1. **Missing Values**: deletion (row/column) vs imputation (defaults, mean/median/mode)
2. **Feature Scaling**: normalization (min-max), standardization (z-score), log scaling
3. **Discretization/Bucketing**: continuous → categorical (with age bucketing example)
4. **Encoding Categorical Features**: integer encoding, one-hot encoding, embedding learning

Each operation includes pros and cons as specified in the chapter.

---

## Meta Interview Signal

| Level | Expectations |
|-------|-------------|
| **E5** | Knows all operations and when to use each. Can implement them. Understands pros/cons. |
| **E6** | Discusses feature engineering at scale (batch vs online features). Proposes feature store design. Considers feature drift and freshness. |

---

## Setup: Create Synthetic Dataset

In [None]:
import numpy as np
import pandas as pd
import matplotlib.pyplot as plt
from sklearn.preprocessing import MinMaxScaler, StandardScaler, LabelEncoder, OneHotEncoder
import warnings
warnings.filterwarnings('ignore')

np.random.seed(42)

# Create synthetic user engagement data (matching chapter examples)
n = 1000

raw_data = pd.DataFrame({
    'user_id': range(n),
    
    # Numerical features with various issues
    'age': np.random.choice(
        list(range(13, 80)) + [None], n, 
        p=[0.01]*67 + [0.33]  # 33% missing
    ),
    'watch_time_sec': np.random.exponential(300, n),  # Highly skewed
    'num_sessions': np.random.poisson(10, n),
    'follower_count': np.random.pareto(2, n) * 100,  # Power law, needs log
    
    # Categorical features
    'device': np.random.choice(['iOS', 'Android', 'Web', None], n, p=[0.35, 0.35, 0.25, 0.05]),
    'country': np.random.choice(['US', 'UK', 'IN', 'BR', 'DE', 'JP', 'FR', 'CA', 'AU', 'MX'], n),
    'content_category': np.random.choice(['sports', 'music', 'news', 'comedy', 'education', 'gaming'], n),
    
    # Target: did user engage? (like/share)
    'engaged': np.random.choice([0, 1], n, p=[0.7, 0.3])
})

# Convert age to numeric (with NaN)
raw_data['age'] = pd.to_numeric(raw_data['age'], errors='coerce')

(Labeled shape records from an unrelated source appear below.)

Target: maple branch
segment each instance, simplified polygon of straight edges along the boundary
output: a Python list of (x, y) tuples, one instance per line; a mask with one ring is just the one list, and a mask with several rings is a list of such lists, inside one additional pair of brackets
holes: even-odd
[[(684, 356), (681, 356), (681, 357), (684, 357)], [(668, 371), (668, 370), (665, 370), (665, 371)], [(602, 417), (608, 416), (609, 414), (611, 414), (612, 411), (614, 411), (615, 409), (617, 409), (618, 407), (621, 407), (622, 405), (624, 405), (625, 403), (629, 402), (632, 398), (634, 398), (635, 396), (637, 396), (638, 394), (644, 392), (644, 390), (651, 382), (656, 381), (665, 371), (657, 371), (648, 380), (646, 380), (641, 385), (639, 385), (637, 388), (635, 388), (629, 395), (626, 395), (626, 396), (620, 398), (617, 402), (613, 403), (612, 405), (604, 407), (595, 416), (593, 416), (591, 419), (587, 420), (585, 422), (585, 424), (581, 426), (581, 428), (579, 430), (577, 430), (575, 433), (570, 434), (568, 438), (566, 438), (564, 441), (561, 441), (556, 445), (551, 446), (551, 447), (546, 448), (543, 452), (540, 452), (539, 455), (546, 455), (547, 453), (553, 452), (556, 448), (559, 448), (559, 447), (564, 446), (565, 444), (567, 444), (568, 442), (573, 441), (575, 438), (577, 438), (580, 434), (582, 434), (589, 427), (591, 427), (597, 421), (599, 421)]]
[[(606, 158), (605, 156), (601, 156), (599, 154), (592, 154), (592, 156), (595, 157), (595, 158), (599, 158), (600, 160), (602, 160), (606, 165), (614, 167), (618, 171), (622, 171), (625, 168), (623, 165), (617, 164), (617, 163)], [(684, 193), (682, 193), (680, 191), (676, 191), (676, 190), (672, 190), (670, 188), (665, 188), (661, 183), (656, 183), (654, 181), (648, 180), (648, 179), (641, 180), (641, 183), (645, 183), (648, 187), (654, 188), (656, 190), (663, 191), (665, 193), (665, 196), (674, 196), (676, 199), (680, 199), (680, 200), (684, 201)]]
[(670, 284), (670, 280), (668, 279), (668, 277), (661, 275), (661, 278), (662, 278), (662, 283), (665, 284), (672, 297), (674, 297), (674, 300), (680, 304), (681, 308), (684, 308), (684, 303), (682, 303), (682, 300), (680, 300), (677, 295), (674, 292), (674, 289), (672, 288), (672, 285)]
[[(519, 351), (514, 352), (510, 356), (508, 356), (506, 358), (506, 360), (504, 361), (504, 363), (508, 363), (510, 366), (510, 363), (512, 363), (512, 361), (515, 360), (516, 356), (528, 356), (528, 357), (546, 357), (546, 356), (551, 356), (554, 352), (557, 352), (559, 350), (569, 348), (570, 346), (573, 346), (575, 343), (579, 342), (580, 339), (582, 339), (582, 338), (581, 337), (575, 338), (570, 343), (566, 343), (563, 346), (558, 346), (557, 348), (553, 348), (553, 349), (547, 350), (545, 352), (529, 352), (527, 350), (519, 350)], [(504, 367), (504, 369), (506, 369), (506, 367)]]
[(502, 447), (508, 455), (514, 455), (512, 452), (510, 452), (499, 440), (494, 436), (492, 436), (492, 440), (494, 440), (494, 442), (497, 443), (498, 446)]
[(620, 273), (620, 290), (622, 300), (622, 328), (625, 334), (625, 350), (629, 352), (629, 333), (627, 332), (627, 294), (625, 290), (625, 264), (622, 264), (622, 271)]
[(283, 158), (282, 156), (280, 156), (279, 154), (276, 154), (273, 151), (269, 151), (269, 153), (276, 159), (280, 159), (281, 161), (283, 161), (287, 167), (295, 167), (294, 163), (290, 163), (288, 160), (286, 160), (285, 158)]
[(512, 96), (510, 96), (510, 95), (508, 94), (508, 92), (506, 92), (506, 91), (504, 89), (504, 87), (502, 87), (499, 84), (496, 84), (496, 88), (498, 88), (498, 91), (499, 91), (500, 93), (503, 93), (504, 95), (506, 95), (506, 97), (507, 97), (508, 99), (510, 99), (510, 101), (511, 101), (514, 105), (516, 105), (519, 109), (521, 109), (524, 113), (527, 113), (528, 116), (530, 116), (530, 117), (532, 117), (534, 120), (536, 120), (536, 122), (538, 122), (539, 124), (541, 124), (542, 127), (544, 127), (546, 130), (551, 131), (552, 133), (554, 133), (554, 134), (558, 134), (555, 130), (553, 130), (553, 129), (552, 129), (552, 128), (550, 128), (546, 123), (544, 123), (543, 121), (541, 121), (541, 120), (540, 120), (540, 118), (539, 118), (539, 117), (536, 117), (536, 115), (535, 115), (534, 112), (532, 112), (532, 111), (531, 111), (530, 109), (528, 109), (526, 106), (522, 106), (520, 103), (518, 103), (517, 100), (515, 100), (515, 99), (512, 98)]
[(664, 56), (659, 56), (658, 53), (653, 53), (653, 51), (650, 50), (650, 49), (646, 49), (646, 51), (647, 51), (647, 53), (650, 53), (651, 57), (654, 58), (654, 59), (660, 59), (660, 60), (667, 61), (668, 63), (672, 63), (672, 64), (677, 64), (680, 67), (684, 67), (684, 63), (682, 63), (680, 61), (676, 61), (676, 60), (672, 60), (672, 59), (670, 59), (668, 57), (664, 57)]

print("RAW DATA OVERVIEW")
print("="*60)
print(f"Shape: {raw_data.shape}")
print(f"\nMissing values:")
print(raw_data.isnull().sum())
print(f"\nSample:")
print(raw_data.head(10))

---

## 1) Missing Values (Chapter Content)

The chapter specifies two approaches:

| Approach | Methods | Drawback |
|----------|---------|----------|
| **Deletion** | Row deletion, Column deletion | Reduces data quantity |
| **Imputation** | Defaults, Mean/Median/Mode | Introduces noise |

In [None]:
# Demonstrate missing value handling
print("="*60)
print("MISSING VALUES HANDLING (Chapter Methods)")
print("="*60)

df = raw_data.copy()
print(f"\nOriginal data: {len(df)} rows")
print(f"Missing values: age={df['age'].isnull().sum()}, device={df['device'].isnull().sum()}")

In [None]:
# Method 1: Row Deletion
print("\n" + "-"*40)
print("METHOD 1: Row Deletion")
print("-"*40)

df_row_deleted = df.dropna(subset=['age', 'device'])
rows_lost = len(df) - len(df_row_deleted)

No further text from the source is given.